Oh, but you misunderstand! I am doing what you teach. Lemme go into more detail.

So I started off by repeating a few phrases I know to work from previous self-hypnosis sessions while trying to maintain the euphoric state. These are mainly things repeated with emphasis in the induction, like, "These experiences are actual" and, "I can see mental imagery in vivid detail." These are okay, but I felt I could do more, so I tried to do a full, impromptu induction, but focusing on that, uh, killed my high so to speak. But the failure lead me to a realization! I've been reinforcing the stuff, but I haven't set my mind on a trigger. I figure this exercise either doesn't need one or could benefit from one, so I'm going to give it a try tonight. If the former, more reinforcing will likely lead to results. If the latter, more reinforcing will likely lead to results.

So, yeah. I'm feelin pretty good about it.

43
Tulpa Diaries / Re: Sparks' Progress Report
« on: September 13, 2014, 07:33:16 AM »
Aw, you seem ruffled. Would you like me to use a different cutesy name for it?

Anyway, did more [insert cutesy name here] like fede. Seems much easier to do right after waking up since I'm already feeling pretty good. I imagine I can get something similar right before bed, but I'm usually wrapped up in the day's events. Got a pretty good physical sense of them both afterward when I reinforced the right gunk, though again not sure how much it differs from the norm.

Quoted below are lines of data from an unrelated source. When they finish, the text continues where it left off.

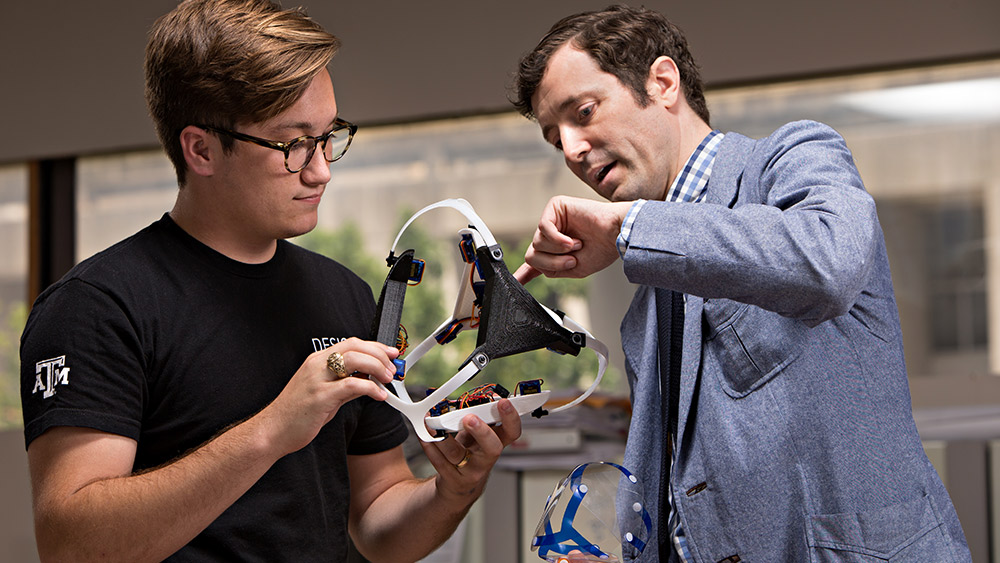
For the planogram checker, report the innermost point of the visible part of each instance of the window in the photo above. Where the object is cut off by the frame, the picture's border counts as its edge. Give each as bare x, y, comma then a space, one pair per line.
924, 141
13, 287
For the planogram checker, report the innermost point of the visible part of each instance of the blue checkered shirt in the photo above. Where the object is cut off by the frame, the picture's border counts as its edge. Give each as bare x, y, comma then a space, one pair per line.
688, 186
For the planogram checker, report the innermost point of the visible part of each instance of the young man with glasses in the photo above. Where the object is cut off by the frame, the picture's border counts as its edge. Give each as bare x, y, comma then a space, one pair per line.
175, 407
771, 417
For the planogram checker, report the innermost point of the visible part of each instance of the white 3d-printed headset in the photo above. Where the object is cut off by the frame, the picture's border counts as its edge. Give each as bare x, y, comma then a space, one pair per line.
511, 321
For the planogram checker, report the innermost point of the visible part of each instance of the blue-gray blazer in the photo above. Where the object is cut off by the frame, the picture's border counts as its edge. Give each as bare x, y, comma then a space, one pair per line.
796, 434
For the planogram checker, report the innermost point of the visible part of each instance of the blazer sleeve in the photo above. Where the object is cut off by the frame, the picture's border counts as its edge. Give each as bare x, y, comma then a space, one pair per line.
798, 236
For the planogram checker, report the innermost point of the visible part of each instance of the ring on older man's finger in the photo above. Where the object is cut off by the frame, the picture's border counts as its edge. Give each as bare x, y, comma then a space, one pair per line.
335, 363
465, 459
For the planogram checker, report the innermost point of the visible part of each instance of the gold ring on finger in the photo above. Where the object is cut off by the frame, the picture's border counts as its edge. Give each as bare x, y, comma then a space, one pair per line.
335, 363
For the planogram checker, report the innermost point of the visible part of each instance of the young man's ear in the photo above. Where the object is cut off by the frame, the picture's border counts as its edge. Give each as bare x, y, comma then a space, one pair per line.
201, 150
664, 81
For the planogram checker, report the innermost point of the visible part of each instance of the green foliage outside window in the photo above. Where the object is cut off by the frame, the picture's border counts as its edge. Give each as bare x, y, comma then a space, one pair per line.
13, 317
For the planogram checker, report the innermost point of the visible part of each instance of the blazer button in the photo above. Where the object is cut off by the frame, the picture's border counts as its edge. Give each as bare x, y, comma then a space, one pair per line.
697, 489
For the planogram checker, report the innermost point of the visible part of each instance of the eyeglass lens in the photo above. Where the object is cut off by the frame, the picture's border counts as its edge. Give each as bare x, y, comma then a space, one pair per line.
301, 152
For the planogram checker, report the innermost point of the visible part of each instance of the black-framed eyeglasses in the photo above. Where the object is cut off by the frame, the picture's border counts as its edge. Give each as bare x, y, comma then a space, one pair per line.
298, 152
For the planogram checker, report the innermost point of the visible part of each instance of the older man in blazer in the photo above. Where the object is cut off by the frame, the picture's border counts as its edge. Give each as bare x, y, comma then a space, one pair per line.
771, 412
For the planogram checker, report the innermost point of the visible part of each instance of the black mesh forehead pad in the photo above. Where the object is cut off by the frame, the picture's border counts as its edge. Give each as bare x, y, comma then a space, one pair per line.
512, 320
389, 311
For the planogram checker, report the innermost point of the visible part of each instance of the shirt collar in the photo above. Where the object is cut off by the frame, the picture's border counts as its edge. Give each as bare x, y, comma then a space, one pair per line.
690, 184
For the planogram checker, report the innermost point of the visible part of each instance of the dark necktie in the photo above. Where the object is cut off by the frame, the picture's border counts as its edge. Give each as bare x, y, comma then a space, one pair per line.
670, 324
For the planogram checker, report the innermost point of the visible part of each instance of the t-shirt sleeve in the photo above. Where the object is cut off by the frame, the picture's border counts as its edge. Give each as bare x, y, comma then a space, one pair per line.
380, 427
81, 364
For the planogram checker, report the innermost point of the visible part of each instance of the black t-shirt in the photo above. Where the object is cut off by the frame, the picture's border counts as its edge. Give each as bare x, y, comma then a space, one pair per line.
163, 340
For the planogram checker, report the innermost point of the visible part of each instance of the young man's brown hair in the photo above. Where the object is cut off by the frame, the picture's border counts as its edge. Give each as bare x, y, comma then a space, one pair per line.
223, 62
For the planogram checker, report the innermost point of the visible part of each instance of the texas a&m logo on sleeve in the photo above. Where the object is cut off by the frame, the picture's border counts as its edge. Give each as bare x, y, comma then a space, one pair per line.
48, 374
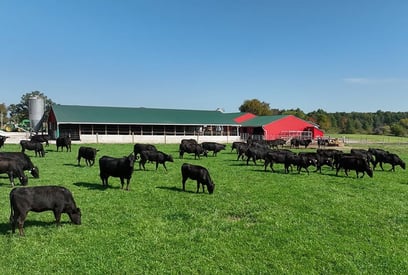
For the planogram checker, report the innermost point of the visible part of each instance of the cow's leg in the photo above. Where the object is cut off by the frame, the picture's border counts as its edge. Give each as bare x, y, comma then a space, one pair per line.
183, 181
20, 220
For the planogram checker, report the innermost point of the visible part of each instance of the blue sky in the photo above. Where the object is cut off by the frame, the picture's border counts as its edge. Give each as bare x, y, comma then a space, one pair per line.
339, 56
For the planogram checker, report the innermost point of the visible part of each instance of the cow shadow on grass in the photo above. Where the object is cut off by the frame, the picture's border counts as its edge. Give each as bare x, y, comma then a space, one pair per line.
5, 227
173, 188
95, 186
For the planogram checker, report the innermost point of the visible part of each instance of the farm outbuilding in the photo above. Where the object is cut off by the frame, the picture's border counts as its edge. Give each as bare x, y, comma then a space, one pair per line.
127, 124
279, 126
99, 124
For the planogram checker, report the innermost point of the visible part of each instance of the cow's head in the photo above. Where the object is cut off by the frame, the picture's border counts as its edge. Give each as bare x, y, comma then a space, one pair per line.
35, 172
23, 180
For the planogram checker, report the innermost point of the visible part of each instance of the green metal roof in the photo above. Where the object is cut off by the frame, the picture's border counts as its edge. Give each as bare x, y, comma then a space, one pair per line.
259, 121
127, 115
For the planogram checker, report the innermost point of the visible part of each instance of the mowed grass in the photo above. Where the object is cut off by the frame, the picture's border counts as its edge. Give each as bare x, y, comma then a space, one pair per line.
255, 222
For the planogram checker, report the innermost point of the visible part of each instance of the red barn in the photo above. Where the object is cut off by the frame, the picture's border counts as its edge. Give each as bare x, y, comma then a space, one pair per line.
280, 126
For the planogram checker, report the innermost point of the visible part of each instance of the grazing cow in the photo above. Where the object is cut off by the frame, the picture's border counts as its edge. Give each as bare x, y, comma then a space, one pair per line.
152, 156
191, 148
24, 159
198, 173
2, 140
40, 138
39, 199
88, 153
14, 169
140, 147
63, 142
241, 150
213, 146
382, 156
357, 163
116, 167
37, 147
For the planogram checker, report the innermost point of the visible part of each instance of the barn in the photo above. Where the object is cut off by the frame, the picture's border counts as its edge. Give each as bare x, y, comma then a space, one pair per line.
279, 126
99, 124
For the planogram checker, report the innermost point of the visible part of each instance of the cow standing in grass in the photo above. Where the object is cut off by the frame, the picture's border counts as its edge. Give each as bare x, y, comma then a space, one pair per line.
39, 199
88, 153
116, 167
198, 173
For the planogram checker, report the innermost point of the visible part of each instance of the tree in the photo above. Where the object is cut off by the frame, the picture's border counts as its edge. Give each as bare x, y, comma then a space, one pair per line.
19, 111
256, 107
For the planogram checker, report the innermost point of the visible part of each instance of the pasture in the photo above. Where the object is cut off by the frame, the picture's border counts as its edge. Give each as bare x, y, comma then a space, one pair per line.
255, 222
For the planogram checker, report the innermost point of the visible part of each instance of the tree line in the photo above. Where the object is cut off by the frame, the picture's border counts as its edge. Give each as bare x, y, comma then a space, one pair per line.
378, 123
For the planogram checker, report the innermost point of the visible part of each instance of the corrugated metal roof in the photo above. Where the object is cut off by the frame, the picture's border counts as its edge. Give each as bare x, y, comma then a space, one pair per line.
260, 121
127, 115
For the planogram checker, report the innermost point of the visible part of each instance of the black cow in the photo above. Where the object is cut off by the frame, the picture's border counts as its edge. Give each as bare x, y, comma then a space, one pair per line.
88, 153
213, 146
357, 163
63, 142
140, 147
14, 169
24, 159
198, 173
191, 148
382, 156
37, 147
241, 150
2, 140
39, 199
40, 138
154, 156
318, 160
116, 167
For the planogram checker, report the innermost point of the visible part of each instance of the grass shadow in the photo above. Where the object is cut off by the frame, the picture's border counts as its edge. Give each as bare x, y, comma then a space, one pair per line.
5, 228
173, 188
95, 186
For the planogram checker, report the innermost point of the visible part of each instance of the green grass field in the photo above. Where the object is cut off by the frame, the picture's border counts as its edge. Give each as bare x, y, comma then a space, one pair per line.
255, 222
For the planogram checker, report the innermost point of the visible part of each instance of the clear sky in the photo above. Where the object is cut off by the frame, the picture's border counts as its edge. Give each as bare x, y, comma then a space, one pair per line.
339, 56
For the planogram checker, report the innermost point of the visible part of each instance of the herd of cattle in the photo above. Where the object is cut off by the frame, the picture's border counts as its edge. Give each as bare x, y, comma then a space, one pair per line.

Did some more wonderland stuff after that, and got pretty clear sensations. My peripheral mind vision is creeping wider again, like it tends to when I hold myself to a schedule. Should only be a few weeks before I'm, as it were, back to full strength.

44
Tulpa Diaries / Re: Sparks' Progress Report
« on: September 12, 2014, 10:23:39 PM »
Cuddleforced like fede for about twenty minutes then went and did wonderland stuff. Things were about as clear as usual, but I didn't expect boom progress on the first shot. Nice alternative to meditating before forcing, anyway. We just laid on the grassy shore near the lighthouse and chatted, as per usual. Oh, but I heard seagulls today, which is a first. They were like "caw, caw" and I was like "brrrrrrat," to use the onomatopoeia. 

And possession stuff. Even though Clair spends the most time doing possession stuff, it's funny how Sophia improves with her, passively. Lazy pone. Anyway, Clair's friends are all busy still being in college, so she just listened to music and fussed at me for liking the music she was listening to instead of fucking off to lala land.

After that, some eye-bo. Always a treat; makes it really easy to dissociate from my eyes. Should do it more, and I might. Though I probably won't. Though I may.

45
Tulpa Diaries / Re: Sparks' Progress Report
« on: September 11, 2014, 04:28:26 PM »
More time possessing and wonderland and such.

Not many of Clair's friends were active, so she just did more head rolling to shake me out of my senses. Fighting over the eyes is becoming a problem, too, especially when she's reading something that catches my attention; causes me to focus in, which takes the eyes away from her and causes a momentary power struggle. Whenever it happens she has to drop what she's doing and wait for me to become more passive. I'm pretty sure it's starting to annoy her.

And spent time with them in the wonderland. I'm really starting to get the concept of passive engagement down, or just being there without thinking about being there. When I get into that state for long enough things become pretty vivid, so I'm trying to up the time I can spend like that.